What's interesting is the uncontrollable, spontaneous oral aspect of these ejaculations, as though the link between brain and mouth has somehow short-circuited. Fry posits that the role of these outbursts for Touretters is similar to that of sudden swearing for the rest of us (and this is why coprolalia is sometimes encountered): as a kind of safety-valve for anxiety or build-ups of mental stress, an ultimately "analgesic" effect linked to " a region of the brain deeper within the primal emotional wiring of the basal ganglia".
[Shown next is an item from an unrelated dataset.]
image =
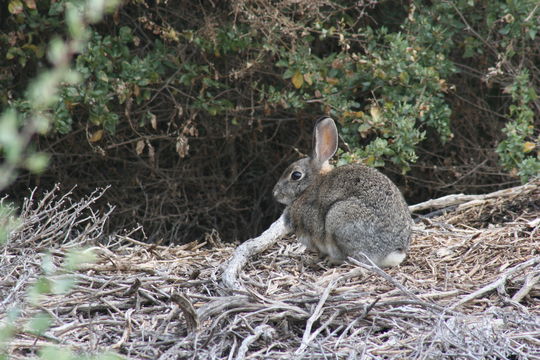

Would it be inconceivable to suggest that poetry (often unconscious or involuntary yet compulsive in its inception too) and the verbal tics of Tourettes originate from the same neural impulses within this deeper, non-rational, more primal zone of the brain but whereas the tics have the explosive power to erupt immediately, the language of poems emerge through a much slower and more zigzagging route which includes both left and right hemispheres, emotion and reason in hesitant collaboration? Might what used to be called "inspiration"( in ancient times believed to be a divine afflatus) - ie. the moment when an image or alluring cluster of words which might kickstart a poem "comes to us" apparently from nowhere - derive from a similar synaptic (mis)firing, a discharge of taboo linguistic energies which manage (as Ted Hughes says) "to outwit (one's) own inner police system"?
You can sample some Tourettespoetry on the website where there is a brilliant section of 'Tics' which you can compare and rate. 'If you count to four backwards you make Time stand still'. Genius.